Astronomers have just made a new measurement of the Hubble Constant, the rate at which the universe is expanding, and it doesn’t quite line up with a different estimate of the same number.
That discrepancy could hint at “new physics” beyond the standard model of cosmology, according to the team, which includes physicists from the University of California, Davis, that made the observation.

The Hubble Constant allows astronomers to measure the scale and age of the universe and measure the distance to the most remote objects we can see, said Chris Fassnacht, a physics professor at UC Davis and a member of the international H0LiCOW collaboration which carried out the work.

Lead by Sherry Suyu at the Max Planck Institute for Astrophysics in Germany, the H0LICOW team used the NASA/ESA Hubble Space Telescope and other space- and Earth-based telescopes, including the Keck telescopes in Hawaii, to observe three galaxies and arrive at an independent measurement of the Hubble Constant. Eduard Rusu, a postdoctoral researcher at UC Davis, is first author on one of five papers describing the work, due to be published in the Monthly Notices of the Royal Astronomical Society.

“The Hubble constant is crucial for modern astronomy as it can help to confirm or refute whether our picture of the Universe — composed of dark energy, dark matter and normal matter — is actually correct, or if we are missing something fundamental,” Suyu said.

Dark energy is a mysterious force which makes up about three-quarters of the universe and drives cosmic expansion. Dark matter makes up about a quarter of the universe and exerts a gravitational pull on visible, “normal” matter and light.

Gravitational Lenses Bend Light from Quasar

The H0LiCOW astronomers measured the Hubble Constant by exploiting massive galaxies that act as “gravitational lenses,” bending light from a yet more distant object.

They studied three such galaxies, each of which is bending light from an even more distant quasar, a cosmic object whose brightness fluctuates randomly. In each case the gravitational lens creates multiple images of the quasar.

Because mass is not evenly distributed through these massive galaxies, some areas bend or slow light more than others. So light from the quasar will arrive at slightly different times depending on the route it takes through the lens, just as drivers who set off from one city to another at the same time, but travel by different routes, will arrive at different times. By analyzing that “traffic delay,” the researchers could arrive at a figure for the Hubble Constant.

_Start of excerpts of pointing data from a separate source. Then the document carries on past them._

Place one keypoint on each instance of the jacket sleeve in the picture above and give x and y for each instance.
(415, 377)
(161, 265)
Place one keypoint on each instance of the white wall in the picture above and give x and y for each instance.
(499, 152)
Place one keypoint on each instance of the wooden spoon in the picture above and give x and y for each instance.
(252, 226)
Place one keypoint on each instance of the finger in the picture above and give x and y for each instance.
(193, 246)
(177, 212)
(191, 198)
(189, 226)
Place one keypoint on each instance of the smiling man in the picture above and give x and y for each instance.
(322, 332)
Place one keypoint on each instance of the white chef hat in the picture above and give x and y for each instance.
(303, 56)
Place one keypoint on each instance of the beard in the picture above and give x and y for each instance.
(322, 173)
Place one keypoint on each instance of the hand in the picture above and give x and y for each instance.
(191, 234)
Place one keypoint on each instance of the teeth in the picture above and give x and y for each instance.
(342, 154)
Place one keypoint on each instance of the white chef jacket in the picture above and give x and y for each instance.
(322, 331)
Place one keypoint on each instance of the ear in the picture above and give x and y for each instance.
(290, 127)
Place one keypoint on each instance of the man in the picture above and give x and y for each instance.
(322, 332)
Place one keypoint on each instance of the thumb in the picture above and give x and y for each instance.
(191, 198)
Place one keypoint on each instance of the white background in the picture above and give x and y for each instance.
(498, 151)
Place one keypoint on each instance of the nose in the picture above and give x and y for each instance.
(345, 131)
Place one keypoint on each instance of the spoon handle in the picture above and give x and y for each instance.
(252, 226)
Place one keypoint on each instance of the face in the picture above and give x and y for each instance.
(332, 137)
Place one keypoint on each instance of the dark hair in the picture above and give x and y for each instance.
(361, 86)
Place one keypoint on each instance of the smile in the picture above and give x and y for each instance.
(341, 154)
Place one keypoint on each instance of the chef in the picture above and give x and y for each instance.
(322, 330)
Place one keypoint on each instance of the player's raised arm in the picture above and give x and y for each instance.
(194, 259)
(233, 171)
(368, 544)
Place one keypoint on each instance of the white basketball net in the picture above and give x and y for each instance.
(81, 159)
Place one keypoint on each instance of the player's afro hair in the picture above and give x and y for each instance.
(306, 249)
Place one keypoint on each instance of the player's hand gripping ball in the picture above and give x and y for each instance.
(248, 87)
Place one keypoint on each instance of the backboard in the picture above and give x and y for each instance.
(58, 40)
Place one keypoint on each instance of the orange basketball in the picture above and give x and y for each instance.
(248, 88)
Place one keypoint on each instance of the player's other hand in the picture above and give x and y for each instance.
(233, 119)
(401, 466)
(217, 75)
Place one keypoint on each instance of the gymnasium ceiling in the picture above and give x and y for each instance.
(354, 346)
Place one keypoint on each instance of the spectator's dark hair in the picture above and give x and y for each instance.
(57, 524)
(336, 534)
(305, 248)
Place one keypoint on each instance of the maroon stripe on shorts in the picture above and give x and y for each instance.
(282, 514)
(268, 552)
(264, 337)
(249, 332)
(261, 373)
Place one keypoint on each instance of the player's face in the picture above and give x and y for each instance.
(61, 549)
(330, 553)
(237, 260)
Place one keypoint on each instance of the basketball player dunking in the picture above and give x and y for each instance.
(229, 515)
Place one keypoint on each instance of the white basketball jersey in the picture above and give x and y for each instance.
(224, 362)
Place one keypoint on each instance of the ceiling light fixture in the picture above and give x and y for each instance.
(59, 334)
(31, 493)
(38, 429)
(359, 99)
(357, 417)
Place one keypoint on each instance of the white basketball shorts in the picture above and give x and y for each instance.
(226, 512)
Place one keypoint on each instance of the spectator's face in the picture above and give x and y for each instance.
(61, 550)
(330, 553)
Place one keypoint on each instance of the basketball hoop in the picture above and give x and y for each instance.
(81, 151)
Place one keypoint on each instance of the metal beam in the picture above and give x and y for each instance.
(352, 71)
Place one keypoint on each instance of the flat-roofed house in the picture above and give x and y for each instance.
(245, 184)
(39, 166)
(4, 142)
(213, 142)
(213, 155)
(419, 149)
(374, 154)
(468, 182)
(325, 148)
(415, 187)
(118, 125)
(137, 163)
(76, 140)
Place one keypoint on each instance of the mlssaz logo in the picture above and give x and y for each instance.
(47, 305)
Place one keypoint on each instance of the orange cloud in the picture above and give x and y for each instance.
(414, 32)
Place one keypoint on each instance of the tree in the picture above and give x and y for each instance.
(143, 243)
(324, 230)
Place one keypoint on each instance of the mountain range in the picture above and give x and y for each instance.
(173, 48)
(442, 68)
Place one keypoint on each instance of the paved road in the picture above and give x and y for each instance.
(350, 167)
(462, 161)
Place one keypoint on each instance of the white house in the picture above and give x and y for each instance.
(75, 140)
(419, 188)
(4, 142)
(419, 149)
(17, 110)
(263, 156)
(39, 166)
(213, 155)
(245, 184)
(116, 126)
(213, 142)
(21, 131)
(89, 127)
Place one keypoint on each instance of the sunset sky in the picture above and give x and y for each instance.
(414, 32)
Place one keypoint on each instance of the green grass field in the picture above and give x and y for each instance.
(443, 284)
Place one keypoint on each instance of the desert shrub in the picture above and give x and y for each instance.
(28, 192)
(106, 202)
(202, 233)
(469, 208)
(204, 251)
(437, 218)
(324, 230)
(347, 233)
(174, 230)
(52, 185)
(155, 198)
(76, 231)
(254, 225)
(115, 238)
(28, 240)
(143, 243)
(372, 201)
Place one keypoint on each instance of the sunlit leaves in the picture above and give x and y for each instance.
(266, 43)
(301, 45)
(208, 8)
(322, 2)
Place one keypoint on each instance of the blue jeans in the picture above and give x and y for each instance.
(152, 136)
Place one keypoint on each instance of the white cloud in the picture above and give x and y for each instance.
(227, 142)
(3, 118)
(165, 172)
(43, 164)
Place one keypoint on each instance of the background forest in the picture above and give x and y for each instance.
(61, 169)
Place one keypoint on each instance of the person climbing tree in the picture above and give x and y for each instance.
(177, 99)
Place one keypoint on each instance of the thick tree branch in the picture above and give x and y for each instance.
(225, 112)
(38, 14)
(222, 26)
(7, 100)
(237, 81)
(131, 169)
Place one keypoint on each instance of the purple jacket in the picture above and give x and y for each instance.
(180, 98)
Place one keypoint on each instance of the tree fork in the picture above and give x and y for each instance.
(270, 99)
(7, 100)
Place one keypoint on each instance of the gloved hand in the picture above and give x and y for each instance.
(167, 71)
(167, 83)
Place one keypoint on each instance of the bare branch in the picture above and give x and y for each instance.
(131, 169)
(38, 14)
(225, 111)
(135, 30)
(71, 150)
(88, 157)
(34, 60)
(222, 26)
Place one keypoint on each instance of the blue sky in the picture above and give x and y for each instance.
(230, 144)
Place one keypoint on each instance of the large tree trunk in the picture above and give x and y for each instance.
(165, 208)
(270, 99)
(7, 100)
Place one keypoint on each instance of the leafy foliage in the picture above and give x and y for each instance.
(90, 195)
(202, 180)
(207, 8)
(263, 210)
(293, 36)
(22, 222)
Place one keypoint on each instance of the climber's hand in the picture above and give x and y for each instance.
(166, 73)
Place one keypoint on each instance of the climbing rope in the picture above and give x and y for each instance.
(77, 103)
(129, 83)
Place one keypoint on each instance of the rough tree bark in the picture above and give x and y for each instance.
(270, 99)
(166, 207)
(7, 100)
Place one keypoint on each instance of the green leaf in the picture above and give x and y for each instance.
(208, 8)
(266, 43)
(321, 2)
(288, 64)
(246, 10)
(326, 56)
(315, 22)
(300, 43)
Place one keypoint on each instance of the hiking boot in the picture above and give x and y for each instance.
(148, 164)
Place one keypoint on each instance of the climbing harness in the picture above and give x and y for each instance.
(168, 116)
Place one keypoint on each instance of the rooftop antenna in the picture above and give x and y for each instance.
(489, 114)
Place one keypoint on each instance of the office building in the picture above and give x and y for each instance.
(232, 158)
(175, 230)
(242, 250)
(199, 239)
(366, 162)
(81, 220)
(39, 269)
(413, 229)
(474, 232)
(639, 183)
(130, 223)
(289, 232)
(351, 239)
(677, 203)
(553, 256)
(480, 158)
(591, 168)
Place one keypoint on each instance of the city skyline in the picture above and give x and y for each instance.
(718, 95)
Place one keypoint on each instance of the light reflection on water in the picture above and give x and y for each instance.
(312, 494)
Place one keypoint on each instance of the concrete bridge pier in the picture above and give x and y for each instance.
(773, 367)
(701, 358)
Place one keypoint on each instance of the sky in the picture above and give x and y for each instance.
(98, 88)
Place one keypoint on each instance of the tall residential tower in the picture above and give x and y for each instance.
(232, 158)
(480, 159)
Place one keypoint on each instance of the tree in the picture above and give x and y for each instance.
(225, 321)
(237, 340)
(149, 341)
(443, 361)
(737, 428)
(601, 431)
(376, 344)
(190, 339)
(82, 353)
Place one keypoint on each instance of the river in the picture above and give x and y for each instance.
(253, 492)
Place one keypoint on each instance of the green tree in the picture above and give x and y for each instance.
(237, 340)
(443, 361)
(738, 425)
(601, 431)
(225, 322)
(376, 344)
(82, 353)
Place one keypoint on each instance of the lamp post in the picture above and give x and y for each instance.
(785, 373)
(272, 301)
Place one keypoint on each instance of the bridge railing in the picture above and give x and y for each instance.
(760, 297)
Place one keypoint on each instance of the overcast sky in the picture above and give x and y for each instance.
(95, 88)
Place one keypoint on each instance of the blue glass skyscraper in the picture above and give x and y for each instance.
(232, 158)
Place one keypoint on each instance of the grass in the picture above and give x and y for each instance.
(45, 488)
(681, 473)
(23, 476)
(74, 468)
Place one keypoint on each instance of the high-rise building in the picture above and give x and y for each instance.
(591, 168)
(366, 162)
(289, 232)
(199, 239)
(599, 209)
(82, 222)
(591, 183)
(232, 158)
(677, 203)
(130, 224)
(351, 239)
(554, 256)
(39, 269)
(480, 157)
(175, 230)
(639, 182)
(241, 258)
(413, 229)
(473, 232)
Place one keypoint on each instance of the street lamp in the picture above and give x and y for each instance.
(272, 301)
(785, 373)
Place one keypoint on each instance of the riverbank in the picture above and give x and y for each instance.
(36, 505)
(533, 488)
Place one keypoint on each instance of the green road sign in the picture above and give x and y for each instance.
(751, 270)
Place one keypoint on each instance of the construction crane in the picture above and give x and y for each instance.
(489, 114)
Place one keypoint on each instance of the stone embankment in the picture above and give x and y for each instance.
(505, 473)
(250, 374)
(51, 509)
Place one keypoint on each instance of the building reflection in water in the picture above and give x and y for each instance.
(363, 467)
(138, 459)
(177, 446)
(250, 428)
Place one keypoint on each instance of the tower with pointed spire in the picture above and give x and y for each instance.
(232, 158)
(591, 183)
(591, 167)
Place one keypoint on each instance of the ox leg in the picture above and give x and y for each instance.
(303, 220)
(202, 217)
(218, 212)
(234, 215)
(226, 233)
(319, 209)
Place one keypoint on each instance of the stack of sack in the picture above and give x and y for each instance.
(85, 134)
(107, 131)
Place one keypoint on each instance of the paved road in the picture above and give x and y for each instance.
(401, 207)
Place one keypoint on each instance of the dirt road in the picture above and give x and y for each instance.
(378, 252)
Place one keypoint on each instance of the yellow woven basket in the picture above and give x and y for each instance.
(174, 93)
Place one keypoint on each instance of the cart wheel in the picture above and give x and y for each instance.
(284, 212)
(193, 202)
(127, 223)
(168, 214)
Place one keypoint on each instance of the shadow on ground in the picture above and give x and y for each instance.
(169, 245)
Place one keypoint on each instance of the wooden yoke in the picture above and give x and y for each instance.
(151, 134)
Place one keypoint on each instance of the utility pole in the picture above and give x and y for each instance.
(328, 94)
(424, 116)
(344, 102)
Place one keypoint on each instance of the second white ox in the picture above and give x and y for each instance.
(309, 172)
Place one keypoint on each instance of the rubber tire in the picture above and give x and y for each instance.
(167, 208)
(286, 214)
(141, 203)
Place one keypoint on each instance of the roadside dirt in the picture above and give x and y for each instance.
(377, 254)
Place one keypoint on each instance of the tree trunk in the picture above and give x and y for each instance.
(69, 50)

Rusu’s contribution was to measure the distribution of mass along the line of sight from quasar to telescope. Other team members measured the time delay for light, and the distribution of mass within the lensing galaxy.

“These three things allow us to get a precise measure of the Hubble Constant,” Fassnacht said.

Hint of New Physics

The Hubble Constant estimate from H0LiCOW, 71.9±2.7 kilometers per second per megaparsec, is accurate to 3.8 percent. The figure is in close agreement with measurements by other astronomers based on observations of supernovae, or of variable stars called Cepheids. But these estimates are rather different from that obtained from the Planck space telescope, which measured radiation from the cosmic microwave background.

The Planck measurement does rely on some assumptions, for example that the universe is flat, Fassnacht said. Or, the difference could be a statistical fluctuation that will disappear as the estimates get better — or it could be something more exciting.

“If you still see something when the error bars shrink, maybe it’s new physics, beyond the Standard Model of cosmology,” Fassnacht said.

The H0LiCOW team plans to shrink those error bars by carrying out the same measurements for up to 100 lensed quasars, Fassnacht said.